14 JULY 2007, Page 43

To the manor born

Harry Mount visits the grand houses of Ireland's Georgian past The days of lukewarm leftovers and a bed shared with his lordship's cat have long gone from Irish country-house hotels. A combination of the rampant Celtic Tiger economy and the exacting standards of the American tourist means that high lux is now the order of the day, not least at Olin castle.

This impossibly romantic crenellated cardboard cut-out of a castle perches by the River Shannon on a finger of land pointing from Ireland's south-western corner towards America. It's an exposed spot but the winds off the Atlantic don't penetrate the castle's robust walls. The bedroom and bathroom — which, with its elegant bow window, was the size of a football penalty area — were as warm as the soda bread toast at breakfast.

On top of the luxury comes the history and, boy, there's a lot of it at Olin. The Knights of Olin have been here since the 13th century. Desmond Fitzgerald, the current and 29th knight, says that staying power has been the Fitzgeralds' only real talent. While most of the Anglo-Irish ascendancy returned to England after Irish independence in 1921, the Fitzgeralds clung on. They never had much money, and their estate was cut back by the 1903 Wyndham Act to the demesne around the castle.

But what the last three generations of Fitzgeralds have had pumping through their veins — as well as that staying power — is an artistic, architectural, gardening gene. The knight's mother, Veronica (nickname, the Knight-mere), was a noted gardener and flower painter.

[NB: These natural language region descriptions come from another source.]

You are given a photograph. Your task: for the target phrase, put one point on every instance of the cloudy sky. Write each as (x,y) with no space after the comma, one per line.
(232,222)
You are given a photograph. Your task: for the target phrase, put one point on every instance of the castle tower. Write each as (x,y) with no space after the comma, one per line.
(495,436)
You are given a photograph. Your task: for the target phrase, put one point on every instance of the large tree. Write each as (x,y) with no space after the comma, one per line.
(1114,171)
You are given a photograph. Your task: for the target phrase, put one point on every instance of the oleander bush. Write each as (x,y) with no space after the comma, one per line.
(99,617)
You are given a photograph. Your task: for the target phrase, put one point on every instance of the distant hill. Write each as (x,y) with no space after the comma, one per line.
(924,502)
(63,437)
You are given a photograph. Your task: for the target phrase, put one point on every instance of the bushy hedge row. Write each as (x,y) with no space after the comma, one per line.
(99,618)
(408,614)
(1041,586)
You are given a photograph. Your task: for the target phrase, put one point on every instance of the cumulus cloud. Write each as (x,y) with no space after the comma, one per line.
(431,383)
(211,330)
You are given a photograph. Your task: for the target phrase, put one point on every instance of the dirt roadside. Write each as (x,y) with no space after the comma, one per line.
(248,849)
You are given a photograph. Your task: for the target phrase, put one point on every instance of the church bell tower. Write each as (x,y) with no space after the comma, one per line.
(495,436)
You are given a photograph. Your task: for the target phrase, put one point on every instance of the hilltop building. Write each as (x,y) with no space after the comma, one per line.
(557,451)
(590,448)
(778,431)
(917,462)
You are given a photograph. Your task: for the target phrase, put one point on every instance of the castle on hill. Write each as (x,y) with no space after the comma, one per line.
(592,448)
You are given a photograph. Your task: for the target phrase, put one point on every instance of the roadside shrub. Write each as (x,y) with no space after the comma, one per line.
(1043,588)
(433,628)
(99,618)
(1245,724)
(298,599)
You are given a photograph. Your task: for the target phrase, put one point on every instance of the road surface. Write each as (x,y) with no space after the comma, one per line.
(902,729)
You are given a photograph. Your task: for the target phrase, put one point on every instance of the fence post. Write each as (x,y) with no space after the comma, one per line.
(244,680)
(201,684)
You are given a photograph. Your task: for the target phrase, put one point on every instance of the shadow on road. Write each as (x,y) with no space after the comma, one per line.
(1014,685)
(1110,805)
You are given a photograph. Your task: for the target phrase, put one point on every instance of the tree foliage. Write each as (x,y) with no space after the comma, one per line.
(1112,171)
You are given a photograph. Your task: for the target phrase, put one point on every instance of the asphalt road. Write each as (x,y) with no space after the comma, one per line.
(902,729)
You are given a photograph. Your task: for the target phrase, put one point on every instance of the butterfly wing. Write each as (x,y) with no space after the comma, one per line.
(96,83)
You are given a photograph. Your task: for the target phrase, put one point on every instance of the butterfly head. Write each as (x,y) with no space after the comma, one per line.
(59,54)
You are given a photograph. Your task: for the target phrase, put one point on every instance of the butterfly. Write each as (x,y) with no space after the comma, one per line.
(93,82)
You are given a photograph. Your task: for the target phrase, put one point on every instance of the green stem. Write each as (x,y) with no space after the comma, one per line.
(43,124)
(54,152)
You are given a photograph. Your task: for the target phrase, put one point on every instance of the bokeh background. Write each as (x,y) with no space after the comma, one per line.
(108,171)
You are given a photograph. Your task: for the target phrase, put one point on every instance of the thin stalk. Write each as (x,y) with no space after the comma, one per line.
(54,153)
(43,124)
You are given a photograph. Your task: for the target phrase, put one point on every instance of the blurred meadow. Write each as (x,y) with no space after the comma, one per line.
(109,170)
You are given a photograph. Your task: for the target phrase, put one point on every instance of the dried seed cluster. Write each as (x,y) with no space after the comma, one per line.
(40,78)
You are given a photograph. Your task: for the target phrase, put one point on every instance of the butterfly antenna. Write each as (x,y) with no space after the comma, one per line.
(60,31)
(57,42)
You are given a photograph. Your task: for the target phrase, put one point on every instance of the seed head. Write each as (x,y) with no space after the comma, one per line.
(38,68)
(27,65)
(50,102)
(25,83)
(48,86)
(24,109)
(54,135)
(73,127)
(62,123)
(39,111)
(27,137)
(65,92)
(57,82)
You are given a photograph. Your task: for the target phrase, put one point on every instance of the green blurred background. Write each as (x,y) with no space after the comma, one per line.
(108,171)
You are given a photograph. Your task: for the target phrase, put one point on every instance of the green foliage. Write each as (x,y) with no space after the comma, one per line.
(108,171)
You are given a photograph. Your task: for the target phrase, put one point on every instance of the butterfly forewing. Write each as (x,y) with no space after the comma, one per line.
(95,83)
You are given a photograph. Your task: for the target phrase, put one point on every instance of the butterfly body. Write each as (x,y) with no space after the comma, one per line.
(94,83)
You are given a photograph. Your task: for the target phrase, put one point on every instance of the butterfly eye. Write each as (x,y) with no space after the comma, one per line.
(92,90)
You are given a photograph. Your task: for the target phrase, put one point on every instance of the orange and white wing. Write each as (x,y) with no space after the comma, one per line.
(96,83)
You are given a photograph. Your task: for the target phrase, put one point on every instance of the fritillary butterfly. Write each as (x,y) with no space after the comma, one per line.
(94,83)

The knight, president of the Irish Georgian Society, has fought to protect Ireland's great houses and gardens for half a century. His wife — Madam Fitzgerald — has written the country's definitive gardening book, Irish Gardens, and his daughter, Catherine Fitzgerald, is a leading garden expert.

Guests have the run of this treasurehouse and its gardens, stuffed to the gills with the fruits of the knight's self-confessed collecting mania. His first find, a headless statue of Andromeda, presides over a small temple in the walled garden that also provides honey, chickens, sea kale, asparagus, artichokes, espaliered pears, figs, fennel and potatoes for the Jacobeanesque dining-room table.

In the lee of the castle is the main garden, where a formal layout of bay trees and yews gives way to a wilder spread of Tresco daffodils, gunneras and magnolias campbelli and delavayi, all warmed up by the Gulf stream. A little hermitage and a fauxancient stone circle complete the picture.

Inside the house — mostly 1790s Adam and Wyatt-inspired rococo — is an early find by the knight when he was 12: a drawing-room chimneypiece by Cheere saved from neighbouring Tervoe before it was demolished. Every corner of the castle's walls, ceilings and floors has something of interest or beauty, whether it's the delicate 1780s plasterwork in the hall by an unknown hand, the house's unique flying staircase, or the 1911 Oswald Birley portrait of Priscilla, Countess Annesley.

Further down the coast towards Cork is Bantry House, spectacularly sited above the Bay of Bantry with stirring views across the water to the snowcapped Caha mountains. Here again, the Anglo-Irish have manfully stayed on, with the crack trombonist Egerton Shelswell-White and his wife Brigitte holding the fort. In 1946 his family were the first to open a country house regularly to the public. Bantry is more bed and breakfast than super-deluxe, but still the call of the American tourist has got through. A warm, comfortable but small bedroom gives on to a small bathroom with underfloor heating. The bedroom looked over the splendid gardens, an amphitheatre behind the house cascading down into an elaborate parterre, inspired by Florence's Boboli gardens.

The diffident Mr Shelswell-White is on hand at the heaving breakfast sidetable and when you want to go round the house, he is there. Melancholy trombone music fills the hall as you pick up your laminated room guides from him Several of the house's gems are gone — a pair of Guardis, once nailed to the drawing-room ceiling, went for a song in the late 1950s — but some remain: Aubusson tapestries made for Marie Antoinette, pictures of George III and Queen Charlotte, given by a grateful monarch after a White ancestor kept a French armada from invading Ireland in 1797.

As the night draws in, Mr S-W rushes to the phone to book you dinner in the town's best seafood restaurant — O'Connor's, The Square, Bantry (00 353 27 50221). Before driving down there, take a glimpse at the western evening light draining from the bay in the direction of New York.